SPEAKER_03They are the um if if you and we uh we are seeing that the, you know, if it's in network, it doesn't, it doesn't fall under the No Surprises Act. But providers, uh many providers as a strategy have have have gone out of network and are out of network, and there's there's not a there's not a good way to bring them into network. That that, of course, is one of the factors in IDR is whether or not there were any negotiations for that provider to go in network. Makes sense when you're talking about carriers. It doesn't make sense when you're talking about the police department or the school district. They're not really reaching out and saying, um, will you be a part of our network? So there's some parts of the regulations that really need to look more at self-funded employers, perhaps as a separate class of or group, and then identify a more updated process that accounts for that. Because you're right, just getting networks isn't something that works for this.
DavidAdvisors who understand, maybe after this podcast, a little bit more about arbitration dynamics can really differentiate themselves and strengthen their value for their clients. What does that look like at a ground level if you're an agent talking to a client? What's that conversation like?
Where To Get The Report
SPEAKER_03I guess the conversation is to identify one that there is an issue, and it's a problem that they may not know about, but they definitely need to solve. You know, like mold in a house.
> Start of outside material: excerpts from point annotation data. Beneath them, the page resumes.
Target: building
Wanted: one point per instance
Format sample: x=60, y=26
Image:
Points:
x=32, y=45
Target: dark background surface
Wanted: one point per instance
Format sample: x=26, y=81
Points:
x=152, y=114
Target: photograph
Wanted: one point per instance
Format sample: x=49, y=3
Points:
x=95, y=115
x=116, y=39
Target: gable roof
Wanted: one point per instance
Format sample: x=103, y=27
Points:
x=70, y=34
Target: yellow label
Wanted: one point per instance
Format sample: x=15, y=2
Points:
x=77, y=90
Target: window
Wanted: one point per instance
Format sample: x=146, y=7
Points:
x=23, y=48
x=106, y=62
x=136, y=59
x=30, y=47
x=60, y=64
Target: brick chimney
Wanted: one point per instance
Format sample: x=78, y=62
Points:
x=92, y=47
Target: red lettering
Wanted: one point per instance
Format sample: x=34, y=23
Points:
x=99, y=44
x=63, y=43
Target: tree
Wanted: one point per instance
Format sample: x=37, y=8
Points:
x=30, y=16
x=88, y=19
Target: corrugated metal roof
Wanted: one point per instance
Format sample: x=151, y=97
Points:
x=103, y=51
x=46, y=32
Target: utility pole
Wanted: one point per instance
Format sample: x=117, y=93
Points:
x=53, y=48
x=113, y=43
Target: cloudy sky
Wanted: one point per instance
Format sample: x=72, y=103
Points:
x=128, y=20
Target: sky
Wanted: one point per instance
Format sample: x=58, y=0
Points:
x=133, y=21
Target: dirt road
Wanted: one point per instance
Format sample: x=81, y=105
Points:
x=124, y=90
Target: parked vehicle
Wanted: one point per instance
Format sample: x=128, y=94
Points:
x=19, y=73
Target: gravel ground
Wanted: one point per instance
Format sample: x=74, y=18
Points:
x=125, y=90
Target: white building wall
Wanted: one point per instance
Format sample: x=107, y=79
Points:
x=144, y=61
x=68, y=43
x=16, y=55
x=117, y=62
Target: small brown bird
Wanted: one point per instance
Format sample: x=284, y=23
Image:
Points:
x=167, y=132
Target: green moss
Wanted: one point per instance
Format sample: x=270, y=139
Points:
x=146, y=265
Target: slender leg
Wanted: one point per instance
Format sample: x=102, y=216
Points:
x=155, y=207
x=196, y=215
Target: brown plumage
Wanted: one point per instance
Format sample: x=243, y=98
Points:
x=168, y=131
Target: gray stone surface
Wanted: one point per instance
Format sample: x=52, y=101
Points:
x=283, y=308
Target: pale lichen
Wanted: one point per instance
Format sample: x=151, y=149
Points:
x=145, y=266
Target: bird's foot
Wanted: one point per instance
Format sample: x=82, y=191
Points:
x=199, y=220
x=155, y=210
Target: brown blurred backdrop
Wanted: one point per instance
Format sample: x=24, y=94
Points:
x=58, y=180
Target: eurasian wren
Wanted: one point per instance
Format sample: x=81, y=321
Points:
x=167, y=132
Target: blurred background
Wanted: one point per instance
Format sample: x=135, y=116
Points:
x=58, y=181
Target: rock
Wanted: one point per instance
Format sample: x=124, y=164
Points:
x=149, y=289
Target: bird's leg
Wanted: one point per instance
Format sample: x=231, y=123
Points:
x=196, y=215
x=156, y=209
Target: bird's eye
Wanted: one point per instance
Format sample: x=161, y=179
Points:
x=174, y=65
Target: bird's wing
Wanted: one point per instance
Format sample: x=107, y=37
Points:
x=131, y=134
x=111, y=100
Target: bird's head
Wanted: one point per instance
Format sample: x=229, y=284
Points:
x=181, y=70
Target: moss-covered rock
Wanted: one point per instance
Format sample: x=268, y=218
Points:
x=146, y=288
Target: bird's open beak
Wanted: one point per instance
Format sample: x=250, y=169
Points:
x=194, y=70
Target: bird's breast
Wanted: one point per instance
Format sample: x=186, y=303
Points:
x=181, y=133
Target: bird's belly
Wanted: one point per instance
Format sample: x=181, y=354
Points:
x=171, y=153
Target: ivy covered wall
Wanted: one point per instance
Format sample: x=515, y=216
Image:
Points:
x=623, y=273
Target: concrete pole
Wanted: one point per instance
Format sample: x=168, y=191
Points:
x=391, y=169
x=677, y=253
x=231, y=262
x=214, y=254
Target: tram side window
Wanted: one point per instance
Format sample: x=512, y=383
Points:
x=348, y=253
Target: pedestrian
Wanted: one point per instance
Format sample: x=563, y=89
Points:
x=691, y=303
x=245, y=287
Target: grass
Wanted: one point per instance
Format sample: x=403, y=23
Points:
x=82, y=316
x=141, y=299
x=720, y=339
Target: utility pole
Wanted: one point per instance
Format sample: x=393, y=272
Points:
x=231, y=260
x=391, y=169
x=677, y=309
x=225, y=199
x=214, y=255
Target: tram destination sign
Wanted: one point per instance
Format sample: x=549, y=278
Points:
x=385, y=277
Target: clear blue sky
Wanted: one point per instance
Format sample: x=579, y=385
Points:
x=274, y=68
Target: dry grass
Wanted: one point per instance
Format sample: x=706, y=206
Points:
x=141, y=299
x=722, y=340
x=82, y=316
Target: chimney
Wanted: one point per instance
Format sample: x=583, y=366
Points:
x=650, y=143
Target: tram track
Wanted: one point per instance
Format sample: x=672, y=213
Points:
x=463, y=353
You have to say, look, there's this issue, and it and it's systemic and it could it could really grow and cause problems for your bottom line. So if I can be a better fiduciary and I can really help you um contain costs and improve your overall um outcomes financially by monitoring this, by adopting best practices, and by bringing in a good strategy that prevents this from happening. So it's it's an ability to say that I understand, you know, as a as a broker or consultant, that I understand um that this is an issue. It's in the news, it's being talked about a lot. Um, and uh I've got a way to deal with these harms. I've got I've got uh a good handle on it and you're protected.
DavidIf listeners want to get hold of a copy of the study, how can they do that?
SPEAKER_03It's on VIA's website. So they can go to FIA's website and it's it's on there. And and also if if you just were to look for it, you'd be able to find it as well.
DavidAnd that's for because we're not broadcasting video, that's PHIA for folks who are not familiar with the firm. So if you go looking for it, it's it's PHIA. Anyway, Scott, thank you very much for a fascinating discussion. Scott Bennett, Chief Provider Relations Officer at the FIA Group. Thank you. Thanks for having me, Dean.